4.5 The Results of the Dimension Clustering of Bounding Boxes

This paper adopts the method of dimensional clustering. The criteria evaluation is related to the IOU score. The objective function formula is \( d(box,centroid) = 1 - IOU(box,centroid) \). The purpose of k-means is to adjust the objective function to the minimum, that is, the IOU is the largest. As can be seen from Fig. 5, when k is 5, the objective function reaches the minimum, so the number of anchors is 5, and k is 5 for exclusive clustering to obtain anchors. The final anchors are (0.39, 1.18), (0.69, 5.29), (0.94, 1.77), (1.78, 5.28), (3.10, 6.28). After getting the values of the anchors, the configuration file is changed to train the model, eventually increasing the precision to 95.04% and the recall rate to 41.37%.

Fig. 5.

The change curve of AVG-IOU

4.6 Comparison of Test Results of Different Test Sets

In order to evaluate the quality of this algorithm, we carry out a test model on three different test sets. The test results are shown in Table 4. A* is the test set in the KITTI data set, B is a test set selected in the BIT-Vehicle Dataset, and C is selected from the home-made dataset. As can be seen from the table, the algorithm has good generalization ability and the overall robustness is very good. As can be seen from Table 5, the precision and recall rate of Test Set B are particularly high. It is because BIT-Vehicle Dataset only has one vehicle per picture, and the vehicle is large and easy to identify. While Test Set C is homemade, vehicles in the dataset are relatively intensive and there are many small objects, so the recall rate is low.

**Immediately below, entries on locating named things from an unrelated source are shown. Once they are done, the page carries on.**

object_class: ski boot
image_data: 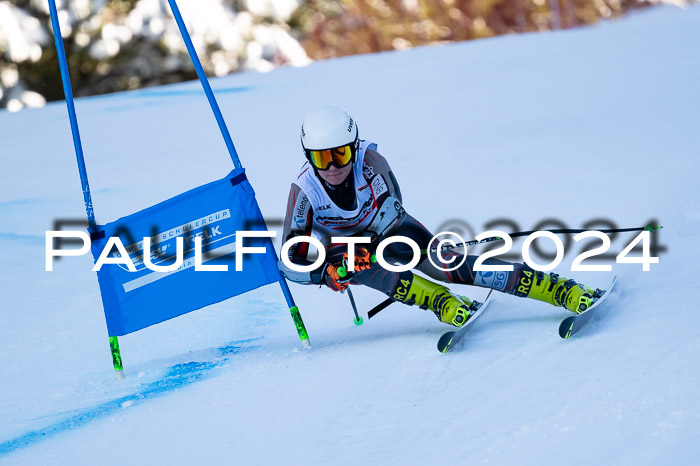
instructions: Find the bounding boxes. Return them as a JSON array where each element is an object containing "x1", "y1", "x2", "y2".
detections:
[
  {"x1": 515, "y1": 267, "x2": 603, "y2": 314},
  {"x1": 391, "y1": 274, "x2": 480, "y2": 327}
]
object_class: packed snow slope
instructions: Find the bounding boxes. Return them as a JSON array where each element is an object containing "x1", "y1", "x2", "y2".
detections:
[{"x1": 0, "y1": 6, "x2": 700, "y2": 465}]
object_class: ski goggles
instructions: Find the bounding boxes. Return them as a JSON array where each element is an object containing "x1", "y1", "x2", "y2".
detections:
[{"x1": 304, "y1": 143, "x2": 357, "y2": 170}]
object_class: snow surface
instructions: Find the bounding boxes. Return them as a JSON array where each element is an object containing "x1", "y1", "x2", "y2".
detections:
[{"x1": 0, "y1": 6, "x2": 700, "y2": 465}]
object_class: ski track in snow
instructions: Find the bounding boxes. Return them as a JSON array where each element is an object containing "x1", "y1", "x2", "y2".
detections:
[{"x1": 0, "y1": 5, "x2": 700, "y2": 465}]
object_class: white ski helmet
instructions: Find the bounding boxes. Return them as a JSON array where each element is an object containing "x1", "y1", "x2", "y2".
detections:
[{"x1": 301, "y1": 105, "x2": 358, "y2": 151}]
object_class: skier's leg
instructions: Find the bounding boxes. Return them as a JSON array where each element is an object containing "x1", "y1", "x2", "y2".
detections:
[{"x1": 387, "y1": 216, "x2": 594, "y2": 313}]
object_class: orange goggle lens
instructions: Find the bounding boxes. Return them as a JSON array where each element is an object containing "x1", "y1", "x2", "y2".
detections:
[{"x1": 306, "y1": 144, "x2": 353, "y2": 170}]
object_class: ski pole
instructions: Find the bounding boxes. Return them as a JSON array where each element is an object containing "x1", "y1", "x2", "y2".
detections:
[{"x1": 347, "y1": 286, "x2": 364, "y2": 325}]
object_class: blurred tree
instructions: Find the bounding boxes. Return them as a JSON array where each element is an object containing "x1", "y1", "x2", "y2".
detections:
[{"x1": 0, "y1": 0, "x2": 685, "y2": 111}]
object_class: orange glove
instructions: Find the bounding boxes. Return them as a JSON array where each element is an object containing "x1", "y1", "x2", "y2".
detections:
[
  {"x1": 343, "y1": 246, "x2": 372, "y2": 272},
  {"x1": 323, "y1": 262, "x2": 352, "y2": 291}
]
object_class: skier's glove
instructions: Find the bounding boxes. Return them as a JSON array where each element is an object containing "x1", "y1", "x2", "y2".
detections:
[
  {"x1": 323, "y1": 262, "x2": 352, "y2": 291},
  {"x1": 343, "y1": 246, "x2": 372, "y2": 272}
]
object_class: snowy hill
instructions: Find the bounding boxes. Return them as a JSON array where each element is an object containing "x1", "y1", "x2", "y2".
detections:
[{"x1": 0, "y1": 7, "x2": 700, "y2": 465}]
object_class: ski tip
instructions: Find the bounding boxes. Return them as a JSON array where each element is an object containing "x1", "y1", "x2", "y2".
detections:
[
  {"x1": 437, "y1": 332, "x2": 455, "y2": 353},
  {"x1": 559, "y1": 316, "x2": 576, "y2": 340}
]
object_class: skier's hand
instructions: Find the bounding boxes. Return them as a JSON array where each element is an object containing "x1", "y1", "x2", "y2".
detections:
[
  {"x1": 323, "y1": 263, "x2": 352, "y2": 291},
  {"x1": 343, "y1": 246, "x2": 372, "y2": 272}
]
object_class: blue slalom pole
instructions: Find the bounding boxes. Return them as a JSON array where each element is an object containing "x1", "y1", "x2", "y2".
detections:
[
  {"x1": 49, "y1": 0, "x2": 96, "y2": 231},
  {"x1": 168, "y1": 0, "x2": 311, "y2": 348},
  {"x1": 49, "y1": 0, "x2": 124, "y2": 379},
  {"x1": 168, "y1": 0, "x2": 242, "y2": 168}
]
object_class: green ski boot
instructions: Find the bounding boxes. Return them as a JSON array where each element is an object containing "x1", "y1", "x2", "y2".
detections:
[
  {"x1": 391, "y1": 274, "x2": 477, "y2": 327},
  {"x1": 516, "y1": 267, "x2": 596, "y2": 314}
]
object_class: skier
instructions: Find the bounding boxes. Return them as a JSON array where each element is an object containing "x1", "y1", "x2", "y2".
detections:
[{"x1": 279, "y1": 106, "x2": 594, "y2": 327}]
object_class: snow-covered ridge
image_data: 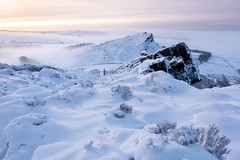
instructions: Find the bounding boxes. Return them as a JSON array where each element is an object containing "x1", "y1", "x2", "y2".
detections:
[
  {"x1": 0, "y1": 30, "x2": 240, "y2": 160},
  {"x1": 74, "y1": 32, "x2": 162, "y2": 65}
]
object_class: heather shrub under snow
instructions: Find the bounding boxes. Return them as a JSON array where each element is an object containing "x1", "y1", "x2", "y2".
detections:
[
  {"x1": 113, "y1": 103, "x2": 132, "y2": 118},
  {"x1": 147, "y1": 121, "x2": 231, "y2": 160},
  {"x1": 111, "y1": 85, "x2": 133, "y2": 100}
]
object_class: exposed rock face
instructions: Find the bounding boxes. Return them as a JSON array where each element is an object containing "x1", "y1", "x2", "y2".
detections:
[{"x1": 117, "y1": 43, "x2": 200, "y2": 84}]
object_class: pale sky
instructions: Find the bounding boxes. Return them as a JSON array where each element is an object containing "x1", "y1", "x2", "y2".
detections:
[{"x1": 0, "y1": 0, "x2": 240, "y2": 30}]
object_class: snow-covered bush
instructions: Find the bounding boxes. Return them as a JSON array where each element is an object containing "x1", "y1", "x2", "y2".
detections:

Table 4. Performance of models under different test sets

Table 5. Performance of different object detection algorithms

4.7 Comparison with Other Object Detection Algorithms

In this paper, the improved algorithm based on YOLOv2 is compared with YOLOv2, YOLOv3 and Faster RCNN. The comparison results are shown in Table 5. It can be seen from the table that the algorithm in this paper is improved in real time and precision. It can be seen from the table that detection effect in the actual application scenario is worse than that in the verification. This is because in the actual application scenario, the distant objects (such as, the small object) in the video has a poor detection effect, which needs to be improved.

5 Conclusion

In this paper, based on the YOLOv2 algorithm, an improved algorithm is proposed and its performance is validated with in many set of experiments. However, the KITTI dataset used in this paper has a maximum of 15 vehicles per image, and the number of small object samples is relatively less. As a result, the recall rate of vehicle detection is not high in the crowded roads and in distant positions. We will expand the scope of research in the next step and propose the more effective methods to increase the recall rate of small objects.